Serbische Ultranationalisten schwenken bei einer Kundgebung 2011 Flaggen mit Mladic
Srdjan Stevanovic/Getty Images
Serbien weigert sich auch immer noch, das Massaker von Srebrenica als Völkermord anzuerkennen, sagt The Times, während hochrangige Persönlichkeiten, darunter Premierministerin Ana Brnabic, regelmäßig bestreiten, dass der Massenmord an 8000 muslimischen Männern und Jungen stattgefunden hat.
Milorad Dodik, der Führer der Republika Srpska (der serbischen Enklave in Bosnien), sagte vor wenigen Tagen, der Völkermord habe nicht stattgefunden, während der serbische Verteidigungsminister Aleksandar Vulin verurteilte Kriegsverbrecher zu Lehrtätigkeiten an der Militärakademie ernannt habe, fügt die Zeitung hinzu.
Es gibt große Hoffnungen, dass die Verurteilung den Familien der Opfer einen Abschluss bringt und die Botschaft nach Hause trägt, dass es keine Straffreiheit für Kriegsverbrechen gibt, sagt Euronews.
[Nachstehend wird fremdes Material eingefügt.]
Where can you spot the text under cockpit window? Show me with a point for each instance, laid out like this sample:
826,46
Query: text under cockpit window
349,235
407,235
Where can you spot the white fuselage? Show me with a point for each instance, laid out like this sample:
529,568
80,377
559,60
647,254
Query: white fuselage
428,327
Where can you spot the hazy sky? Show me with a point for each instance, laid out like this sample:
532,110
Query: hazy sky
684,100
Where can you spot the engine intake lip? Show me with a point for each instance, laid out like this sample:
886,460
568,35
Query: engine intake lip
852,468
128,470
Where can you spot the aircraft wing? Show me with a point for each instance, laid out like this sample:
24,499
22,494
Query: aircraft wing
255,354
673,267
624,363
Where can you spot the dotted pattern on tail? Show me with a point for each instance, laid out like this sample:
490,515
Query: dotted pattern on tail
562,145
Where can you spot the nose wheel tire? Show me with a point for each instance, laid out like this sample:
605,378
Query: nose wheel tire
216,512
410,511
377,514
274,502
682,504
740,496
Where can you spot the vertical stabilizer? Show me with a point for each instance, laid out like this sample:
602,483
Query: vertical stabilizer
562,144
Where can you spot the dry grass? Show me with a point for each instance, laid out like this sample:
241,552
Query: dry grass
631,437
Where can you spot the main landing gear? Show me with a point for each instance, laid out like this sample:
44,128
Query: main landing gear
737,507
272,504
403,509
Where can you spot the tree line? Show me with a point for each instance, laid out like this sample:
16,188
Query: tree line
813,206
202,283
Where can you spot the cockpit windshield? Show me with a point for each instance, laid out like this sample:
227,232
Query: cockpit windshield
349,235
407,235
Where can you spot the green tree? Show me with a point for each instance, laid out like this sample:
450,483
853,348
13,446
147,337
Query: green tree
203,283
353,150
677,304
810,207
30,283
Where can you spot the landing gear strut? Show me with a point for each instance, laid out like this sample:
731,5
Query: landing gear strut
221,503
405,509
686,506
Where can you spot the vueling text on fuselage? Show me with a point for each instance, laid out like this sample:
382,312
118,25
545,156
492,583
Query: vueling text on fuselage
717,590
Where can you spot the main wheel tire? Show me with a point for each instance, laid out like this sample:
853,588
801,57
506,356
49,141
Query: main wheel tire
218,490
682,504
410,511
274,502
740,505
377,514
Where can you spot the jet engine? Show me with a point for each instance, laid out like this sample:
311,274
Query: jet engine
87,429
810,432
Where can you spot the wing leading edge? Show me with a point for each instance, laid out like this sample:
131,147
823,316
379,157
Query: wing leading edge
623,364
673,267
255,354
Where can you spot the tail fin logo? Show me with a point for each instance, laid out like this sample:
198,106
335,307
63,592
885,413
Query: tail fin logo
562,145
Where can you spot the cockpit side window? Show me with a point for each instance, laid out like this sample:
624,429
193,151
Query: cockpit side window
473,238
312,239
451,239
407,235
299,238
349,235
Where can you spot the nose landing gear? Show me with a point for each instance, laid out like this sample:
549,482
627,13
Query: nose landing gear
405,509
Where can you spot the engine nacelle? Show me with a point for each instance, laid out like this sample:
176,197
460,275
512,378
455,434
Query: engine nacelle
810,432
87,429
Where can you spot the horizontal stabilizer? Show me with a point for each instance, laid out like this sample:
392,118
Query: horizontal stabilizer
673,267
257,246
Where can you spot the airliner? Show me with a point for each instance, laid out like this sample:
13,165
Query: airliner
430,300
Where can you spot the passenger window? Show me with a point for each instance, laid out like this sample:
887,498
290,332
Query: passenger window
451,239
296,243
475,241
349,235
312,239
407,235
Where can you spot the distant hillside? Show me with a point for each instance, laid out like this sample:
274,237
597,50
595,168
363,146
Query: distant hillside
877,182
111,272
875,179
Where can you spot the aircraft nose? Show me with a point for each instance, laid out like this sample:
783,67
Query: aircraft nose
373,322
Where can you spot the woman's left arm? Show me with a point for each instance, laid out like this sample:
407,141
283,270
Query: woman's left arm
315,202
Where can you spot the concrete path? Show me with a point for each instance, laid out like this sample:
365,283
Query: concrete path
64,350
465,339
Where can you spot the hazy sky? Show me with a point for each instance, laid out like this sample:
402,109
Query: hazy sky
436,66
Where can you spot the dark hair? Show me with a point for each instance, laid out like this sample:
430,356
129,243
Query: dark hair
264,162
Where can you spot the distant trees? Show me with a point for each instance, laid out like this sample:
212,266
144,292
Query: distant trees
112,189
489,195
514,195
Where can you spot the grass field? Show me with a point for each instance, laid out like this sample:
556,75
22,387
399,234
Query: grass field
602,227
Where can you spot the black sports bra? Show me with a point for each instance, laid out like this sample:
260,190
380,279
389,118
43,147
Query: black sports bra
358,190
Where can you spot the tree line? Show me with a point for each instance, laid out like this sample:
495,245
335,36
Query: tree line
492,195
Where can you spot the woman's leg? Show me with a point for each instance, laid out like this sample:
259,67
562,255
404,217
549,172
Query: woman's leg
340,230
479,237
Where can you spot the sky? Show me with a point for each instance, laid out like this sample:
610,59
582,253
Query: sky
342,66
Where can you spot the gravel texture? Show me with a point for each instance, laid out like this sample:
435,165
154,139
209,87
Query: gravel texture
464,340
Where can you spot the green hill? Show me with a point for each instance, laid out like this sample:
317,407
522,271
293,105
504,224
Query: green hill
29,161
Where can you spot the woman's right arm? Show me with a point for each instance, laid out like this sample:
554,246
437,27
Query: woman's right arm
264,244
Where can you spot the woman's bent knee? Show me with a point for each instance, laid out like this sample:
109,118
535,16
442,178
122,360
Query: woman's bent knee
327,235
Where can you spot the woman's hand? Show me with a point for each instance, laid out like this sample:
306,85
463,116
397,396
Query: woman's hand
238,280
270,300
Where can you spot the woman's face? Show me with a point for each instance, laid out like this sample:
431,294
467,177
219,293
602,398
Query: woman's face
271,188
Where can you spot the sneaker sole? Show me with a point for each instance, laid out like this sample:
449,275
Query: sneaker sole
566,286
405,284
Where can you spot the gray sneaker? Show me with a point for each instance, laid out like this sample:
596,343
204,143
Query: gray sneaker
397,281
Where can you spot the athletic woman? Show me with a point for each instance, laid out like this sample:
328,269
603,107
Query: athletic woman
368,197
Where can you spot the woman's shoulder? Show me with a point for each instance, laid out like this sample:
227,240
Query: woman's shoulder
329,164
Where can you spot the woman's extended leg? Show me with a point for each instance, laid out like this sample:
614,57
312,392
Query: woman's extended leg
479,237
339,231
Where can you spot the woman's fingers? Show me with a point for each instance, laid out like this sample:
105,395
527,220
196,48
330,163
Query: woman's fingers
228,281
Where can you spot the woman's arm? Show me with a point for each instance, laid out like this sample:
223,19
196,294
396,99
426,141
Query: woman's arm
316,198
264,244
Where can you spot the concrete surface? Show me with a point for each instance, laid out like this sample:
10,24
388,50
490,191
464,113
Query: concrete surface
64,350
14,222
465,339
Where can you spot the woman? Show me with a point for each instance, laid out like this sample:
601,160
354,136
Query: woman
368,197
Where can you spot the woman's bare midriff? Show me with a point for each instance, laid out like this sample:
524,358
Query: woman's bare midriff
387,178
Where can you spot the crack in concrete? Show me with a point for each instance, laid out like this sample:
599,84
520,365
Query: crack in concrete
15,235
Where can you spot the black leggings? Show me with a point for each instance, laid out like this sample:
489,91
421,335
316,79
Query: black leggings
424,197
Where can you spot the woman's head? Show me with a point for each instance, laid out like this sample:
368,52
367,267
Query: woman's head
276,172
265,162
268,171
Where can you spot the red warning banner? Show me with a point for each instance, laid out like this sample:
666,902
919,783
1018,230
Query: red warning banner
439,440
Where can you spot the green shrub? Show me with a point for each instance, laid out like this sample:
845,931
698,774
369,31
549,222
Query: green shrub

Einige bosnische Serben haben die Ergebnisse des Gerichts jedoch bereits zurückgewiesen. Veteran Milije Radovic bezeichnete Mladic als Ikone und sagte dem Sender, er könne kein Urteil akzeptieren.
Niemand könne ihn wegen irgendetwas verurteilen, schon gar nicht vor dem Den Haager Tribunal, sagte Radovic. Er ist einer von uns. Er ist das Opfer einer internationalen Verschwörung mafiosischer Politiker. Er ist unser Mann, ein Mann von hier, der die Regeln des Krieges respektiert.
Kultur der Verleugnung
Serge Brammertz, ein ehemaliger UN-Ankläger, warnte diese Woche, dass nationalistische Politiker im ehemaligen Jugoslawien versuchen, in den 1990er Jahren begangene Völkermorde aus der Geschichte zu löschen. Die Zeiten berichtet.
Die Verherrlichung und Leugnung des Völkermords seien sehr viel stärker als noch vor fünf oder zehn Jahren – und ich bin seit 13 Jahren in diesem Job, sagte Brammertz.
Heute schämen sie sich nicht mehr, ihre Lügen öffentlich zu machen. Es gibt einen populistischen Trend, die Aufmerksamkeit von all den anderen Problemen in ihren Gesellschaften abzulenken. Viele Politiker versuchen noch heute, ihre Existenz mit ethnischem Hass zu rechtfertigen.
Brammertz zitierte eine Sonderkommission der Regierung der Republika Srpska, um die Wahrheit über das Massaker von Srebrenica und die Belagerung von Sarajevo herauszufinden.
Wie erwartet kamen sie zu dem Schluss, dass es in Srebrenica keinen Völkermord und keine Terrorisierung der Zivilbevölkerung in Sarajevo gegeben habe, offensichtlich unter Missachtung aller Beweise und Erkenntnisse, sagte er. Es gibt eine neue Phase, die noch schlimmer ist als die Leugnung des Völkermords, um zu versuchen, eine neue historische Realität zu schaffen.
Brammertz bezeichnete Mladic als den wichtigsten Kriegsverbrecher, der wegen Verbrechen in der Mitte Europas in den 1990er Jahren verurteilt wurde.
Aber auch nach Mladics lebenslanger Haftstrafe viele bosnische Serben werden weiterhin sein Erbe feiern .
Wenn das Gesetz eingehalten werden soll, sollte er freigelassen werden, um nach Hause zurückzukehren, sagte sein Sohn Darko Mladic gegenüber Euronews. Ich habe nie an ihm gezweifelt, weil ich ihn so gut kenne, ich kenne seinen Charakter.